Digital for Care proposed a stepwise approach to the delivery of digital health records for all. Through the delivery of the Health App, National Shared Care Record and procurement of an Enterprise Electronic Health Record system that spans acute and community healthcare sectors, with the necessary investment, we can make significant, visible, and tangible progress towards this objective.
We are already making good progress. The first public release of the HSE Health App was launched on 25th February 2025, with further updates planned regularly on the Apple and Android App stores. The App is the first step towards enabling patient access to their own health information online, with more features and health information provided over 2025 including visibility of hospital appointments and prescriptions etc. In the coming years, additional functionality and data will be provided in the App, with a focus on enhancing patient access to their own health data, user engagement and leveraging technology for better healthcare outcomes.
Separately, the national shared care record (NSCR) technology platform has been procured. The NSCR will combine data from multiple source systems (e.g. GP practice systems, community pharmacy systems, hospital administration systems, laboratory systems, diagnostic imaging systems, referrals, discharge reports etc). The unique feature of a national shared care record is that it can combine data from the acute and community healthcare setting – including relevant GP and community pharmacy data – to deliver a concise summary of patient information and present it as one unified digital health record. This is a multiannual programme that will include more data as this becomes available. The initial version of the national shared care record will be built and configured in 2025, with a first release expected by the end of Q4. The task of building and testing the national shared care record is a significant undertaking, technically and operationally.
To address this deficiency and enable digitisation of the health system and delivery of complete and comprehensive digital heath records, the Digital for Care strategy proposes the procurement and deployment of an enterprise Electronic Health Record (EHR) system that spans the acute and community sector. It recommends proceeding with a structured, planned and resourced ‘stepwise’ approach to the delivery of these systems, procured nationally but delivered regionally.

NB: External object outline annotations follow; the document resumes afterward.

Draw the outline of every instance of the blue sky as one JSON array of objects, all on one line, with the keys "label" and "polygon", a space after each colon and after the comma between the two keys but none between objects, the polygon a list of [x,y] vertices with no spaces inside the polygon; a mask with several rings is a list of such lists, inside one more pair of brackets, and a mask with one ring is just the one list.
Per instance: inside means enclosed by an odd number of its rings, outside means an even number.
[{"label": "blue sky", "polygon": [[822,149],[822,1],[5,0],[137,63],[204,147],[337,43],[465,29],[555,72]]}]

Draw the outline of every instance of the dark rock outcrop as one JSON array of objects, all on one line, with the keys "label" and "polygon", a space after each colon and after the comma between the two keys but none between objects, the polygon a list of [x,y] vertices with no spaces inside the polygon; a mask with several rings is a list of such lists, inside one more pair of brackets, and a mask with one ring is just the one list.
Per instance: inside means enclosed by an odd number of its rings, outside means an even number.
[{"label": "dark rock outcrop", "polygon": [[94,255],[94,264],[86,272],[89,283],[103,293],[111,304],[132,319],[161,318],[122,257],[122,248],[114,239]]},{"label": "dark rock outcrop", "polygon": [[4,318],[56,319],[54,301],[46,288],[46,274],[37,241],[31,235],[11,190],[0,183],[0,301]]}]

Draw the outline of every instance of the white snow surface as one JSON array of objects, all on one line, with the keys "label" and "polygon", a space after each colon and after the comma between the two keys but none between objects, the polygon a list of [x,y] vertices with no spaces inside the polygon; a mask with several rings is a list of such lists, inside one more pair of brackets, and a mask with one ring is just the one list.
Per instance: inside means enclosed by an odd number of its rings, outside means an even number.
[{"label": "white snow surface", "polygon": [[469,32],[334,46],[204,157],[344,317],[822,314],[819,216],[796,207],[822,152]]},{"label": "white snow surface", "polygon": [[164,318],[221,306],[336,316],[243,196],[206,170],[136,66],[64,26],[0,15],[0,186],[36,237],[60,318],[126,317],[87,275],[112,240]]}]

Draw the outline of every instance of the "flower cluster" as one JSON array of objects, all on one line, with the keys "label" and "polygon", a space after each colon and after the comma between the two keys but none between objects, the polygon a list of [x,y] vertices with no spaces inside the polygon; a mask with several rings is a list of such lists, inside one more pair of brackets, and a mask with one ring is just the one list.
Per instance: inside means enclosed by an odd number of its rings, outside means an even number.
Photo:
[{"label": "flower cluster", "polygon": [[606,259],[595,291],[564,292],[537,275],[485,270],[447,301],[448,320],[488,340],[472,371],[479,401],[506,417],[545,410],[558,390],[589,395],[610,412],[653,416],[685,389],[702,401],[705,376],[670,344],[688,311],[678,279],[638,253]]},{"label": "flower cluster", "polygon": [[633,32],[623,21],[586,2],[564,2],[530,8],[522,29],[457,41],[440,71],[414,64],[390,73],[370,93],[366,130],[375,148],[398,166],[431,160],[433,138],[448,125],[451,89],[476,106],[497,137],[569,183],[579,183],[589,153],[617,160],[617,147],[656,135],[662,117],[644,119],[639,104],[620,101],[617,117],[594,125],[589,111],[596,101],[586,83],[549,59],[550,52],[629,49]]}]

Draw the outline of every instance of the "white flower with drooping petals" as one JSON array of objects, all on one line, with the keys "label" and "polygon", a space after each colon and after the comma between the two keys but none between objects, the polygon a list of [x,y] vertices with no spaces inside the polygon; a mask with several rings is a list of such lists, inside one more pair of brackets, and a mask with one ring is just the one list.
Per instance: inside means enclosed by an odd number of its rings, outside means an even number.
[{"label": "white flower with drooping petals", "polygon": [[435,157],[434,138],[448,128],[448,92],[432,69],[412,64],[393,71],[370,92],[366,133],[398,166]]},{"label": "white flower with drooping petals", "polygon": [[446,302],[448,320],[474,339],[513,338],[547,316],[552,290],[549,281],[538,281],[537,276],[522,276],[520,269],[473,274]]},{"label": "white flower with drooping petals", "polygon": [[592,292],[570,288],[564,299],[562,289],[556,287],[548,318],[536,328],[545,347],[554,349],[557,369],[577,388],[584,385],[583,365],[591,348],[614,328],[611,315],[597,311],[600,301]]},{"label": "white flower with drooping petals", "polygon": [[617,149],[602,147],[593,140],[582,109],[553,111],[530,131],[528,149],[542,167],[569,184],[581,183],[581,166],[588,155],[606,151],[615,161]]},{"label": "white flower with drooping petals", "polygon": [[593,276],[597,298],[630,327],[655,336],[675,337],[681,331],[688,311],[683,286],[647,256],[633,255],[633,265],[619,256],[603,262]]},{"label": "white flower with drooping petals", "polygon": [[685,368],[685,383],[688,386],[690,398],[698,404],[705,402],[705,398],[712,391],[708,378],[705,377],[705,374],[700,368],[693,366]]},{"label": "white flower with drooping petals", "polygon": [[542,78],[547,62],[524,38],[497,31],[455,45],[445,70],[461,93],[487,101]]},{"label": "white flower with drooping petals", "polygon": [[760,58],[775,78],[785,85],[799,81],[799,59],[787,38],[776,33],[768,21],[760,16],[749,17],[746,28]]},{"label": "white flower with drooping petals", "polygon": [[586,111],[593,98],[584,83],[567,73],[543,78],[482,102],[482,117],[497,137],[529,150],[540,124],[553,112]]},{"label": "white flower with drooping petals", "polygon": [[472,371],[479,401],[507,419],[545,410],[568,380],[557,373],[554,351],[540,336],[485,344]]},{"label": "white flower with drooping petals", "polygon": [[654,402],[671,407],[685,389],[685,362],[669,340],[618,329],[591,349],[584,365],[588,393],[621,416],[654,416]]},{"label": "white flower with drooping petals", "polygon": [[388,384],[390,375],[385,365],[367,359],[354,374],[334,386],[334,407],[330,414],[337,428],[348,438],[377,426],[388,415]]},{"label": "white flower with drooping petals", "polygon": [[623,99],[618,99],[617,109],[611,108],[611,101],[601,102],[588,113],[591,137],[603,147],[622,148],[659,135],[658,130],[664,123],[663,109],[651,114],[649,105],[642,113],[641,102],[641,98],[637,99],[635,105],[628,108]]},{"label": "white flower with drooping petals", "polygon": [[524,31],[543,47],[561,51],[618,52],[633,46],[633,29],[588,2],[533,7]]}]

With this enterprise EHR systems in place and linked to the NSCR, the role of the NSCR will be to connect data from systems outside the scope of the enterprise EHRs e.g. GP systems, community pharmacy systems and data from private healthcare providers. This approach is typical when compared to many other countries.
Together, the deployment of the HSE Health App, National Shared Care Record and future investment in enterprise level EHR systems will result in a complete digital health record of a patient’s health journey and ensure ‘data can follow the patient’ leading to a more joined up ‘healthcare journey’ for the patient, whilst providing healthcare professionals with access to the data they need, where and when they need it, to safely and effectively care for their patients. This reflects this Government’s commitment to invest in and continue the digitalisation of Irish healthcare records and information systems and wider health digitalisation and to use digital to meaningfully enable delivery of Integrated Care.